If you’re passing values via command line arguments to your Spark jobs, you need to be extra careful. The values that you pass are only accessible to the driver class. If you’re using Flags with default values, then the executors will receive the default values and not the ones you passed! For mandatory flags, it will just pass null. To avoid such cases, you can broadcast these flags and access them using the broadcast variables.


Kryo. Always.

Always always use Kryo. You can check the difference between Kryo and Java Serialization here. When caching, it will use less far less space and will still be much faster. Seriously, don't use java serialization.



StackOverflow problems? Cut the DAG.

If you have long DAG of RDD objects, it needs to be serialized as part of the task creation. Serializing this leads to stack overflow error. It's generally common with algorithms where you perform iterations on the same RDD (eg. ALS). To fix these errors, you need to enable check-pointing (sparkContext.setCheckpointDir) and do a rdd.count() to cut the DAG.



Java heap space/OOM issues.

There are many variations of these errors. Typical ones are "Out of Java heap Space", "OOM errors". But, there are ones that are more subtle like "Failed without being ACK'd", "Futures timed out after [n seconds]". These generally happen when the threads are busy with GC and couldn't send the heartbeat message to the driver. A good way to debug these are by going through the GC logs.

 spark.executor.extraJavaOptions=-verbose:gc -XX:+PrintGCDetails -XX:+PrintGCTimeStamps 

You can tweak your configuration based on the behavior seen by the gc logs. If there are lot of Full GC cycles happening, then you tuning config parameters like "spark.storage.memoryFraction" may help. For the timeout errors, changing the following defaults:
spark.akka.frameSize=120
spark.rpc.askTimeout=120



Everyday I'm shuffling.

When doing operations like joins, intersection, cartesian, etc. consider partitioning your RDD using a Hash Partitioner. In particular, if you’re joining a large RDD with a relatively smaller one, consider partitioning the larger RDD at the outset. This will ensure that only the elements of the smaller RDD are shuffled. </p>


Broadcast it!

Broadcasting data can make your jobs really really fast. It obviously helps knowing what data size you're dealing with. Assume you're taking a cartesian between two RDDS, one of size 300k, other 100k. The resultant RDD would be 90 x 109. That's 90 billion pairs. The network shuffle required here will most likely kill your Spark job. However, if you broadcast the 100K RDD, creating the cartesian takes less than 5 minutes as it involves a simple flatMap operation over each element in it's own partition.

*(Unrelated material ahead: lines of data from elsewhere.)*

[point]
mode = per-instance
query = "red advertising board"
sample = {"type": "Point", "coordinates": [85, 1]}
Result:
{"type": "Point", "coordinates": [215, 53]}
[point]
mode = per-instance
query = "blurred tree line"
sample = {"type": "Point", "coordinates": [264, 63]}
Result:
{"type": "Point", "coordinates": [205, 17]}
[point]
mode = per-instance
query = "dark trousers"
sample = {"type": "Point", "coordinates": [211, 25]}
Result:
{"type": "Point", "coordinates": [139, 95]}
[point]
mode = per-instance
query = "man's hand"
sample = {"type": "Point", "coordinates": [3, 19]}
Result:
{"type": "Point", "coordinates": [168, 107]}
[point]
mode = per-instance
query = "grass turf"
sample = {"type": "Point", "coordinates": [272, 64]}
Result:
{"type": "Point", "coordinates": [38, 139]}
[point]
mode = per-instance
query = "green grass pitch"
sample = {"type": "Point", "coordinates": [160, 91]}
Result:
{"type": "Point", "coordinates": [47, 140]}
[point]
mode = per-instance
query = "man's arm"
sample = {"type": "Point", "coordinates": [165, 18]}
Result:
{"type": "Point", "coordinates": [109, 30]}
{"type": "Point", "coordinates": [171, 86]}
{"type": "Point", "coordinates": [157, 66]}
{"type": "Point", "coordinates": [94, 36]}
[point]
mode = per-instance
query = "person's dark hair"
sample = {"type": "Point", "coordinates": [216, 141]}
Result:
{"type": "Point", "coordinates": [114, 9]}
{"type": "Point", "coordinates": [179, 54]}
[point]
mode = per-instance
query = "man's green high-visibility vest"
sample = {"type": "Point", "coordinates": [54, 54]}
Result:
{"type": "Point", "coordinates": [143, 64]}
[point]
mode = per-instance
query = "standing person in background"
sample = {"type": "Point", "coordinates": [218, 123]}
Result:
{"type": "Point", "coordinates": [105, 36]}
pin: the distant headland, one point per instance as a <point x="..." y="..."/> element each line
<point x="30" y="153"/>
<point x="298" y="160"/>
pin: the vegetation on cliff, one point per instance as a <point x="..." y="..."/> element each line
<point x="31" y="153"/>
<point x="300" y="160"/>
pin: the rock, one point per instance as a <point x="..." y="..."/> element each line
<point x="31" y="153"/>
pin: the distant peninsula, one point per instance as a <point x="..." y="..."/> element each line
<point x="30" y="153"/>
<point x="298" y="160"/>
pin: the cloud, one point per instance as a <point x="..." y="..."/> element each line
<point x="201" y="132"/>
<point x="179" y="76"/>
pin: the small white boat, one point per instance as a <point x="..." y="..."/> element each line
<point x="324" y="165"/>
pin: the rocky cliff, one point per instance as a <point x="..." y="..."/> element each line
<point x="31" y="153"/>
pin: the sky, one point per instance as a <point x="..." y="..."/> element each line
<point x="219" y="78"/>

Prefer Integers over Strings

Prefer using Integers over Strings and large objects since it affects serialization/shuffle times. If you need to use a large object simply as a key, or in cases where your algorithm demands integers, we can use zipWithIndex to create a object -> integer (with the reverse mapping) RDD and cache it. If it's small enough, just create a BiMap and broadcast it.



Be Careful with Enums!

When you use transformations like reduceByKey,countByKey,etc. the internal implementation of Spark uses hashCode to do the calculations. Now, Java Enums do not have consistent hash code across different VMs. Now, since the enum keys will be distributed across different executors, even same keys may have different hash keys! This will lead to unexpected results. If you collect this result, the keys will be sent to the driver, and the now the keys which had different hash codes will get a consistent hash and will override each other. A simple way to avoid this is using the name/toString method for the keys.

Spark is really really powerful. Use it properly, and you can solve most of your problems. Remember, it's never lupus!